When it comes to obituaries, why is there always more writing about the people we are least likely to forget? I suppose there is little about the obit business that makes sense. The occasion of someone's death is the hardest, foggiest time in which to reflect. What can one offer? How to the shake the feeling of erroneousness, of cheapness, that comes from trying to define an individual moments after their ability to define themselves has vanished?

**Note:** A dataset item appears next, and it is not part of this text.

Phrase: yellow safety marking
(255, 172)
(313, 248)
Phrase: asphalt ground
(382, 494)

The best obituaries deal with lives that have been, or are about to be, forgotten forever. As an A&R executive and producer at Capitol Records from 1948 to 1976, Ken Nelson played one of music's most invisible roles. Though he did not paint the music of Bakersfield, he colored it, framed it, and put it on display for all to hear. Capitol mainstays Wynn Stewart, Buck Owens, and Merle Haggard are the names that define the sound of Calfornia C&W, but that mine of immortal music belongs as much to Nelson. He brought country to Los Angeles as surely as Mulholland brought it water, but Nelson's legacy is also the reminder that great records aren't born in a vacuum; they are brought into being by a team of unknown faces and bygone names. In the short, sweet LA Weekly obit he wrote for Nelson, Jonny Whiteside makes a small stand not just for one monumental L.A. "record man," but for all those names we'll never know.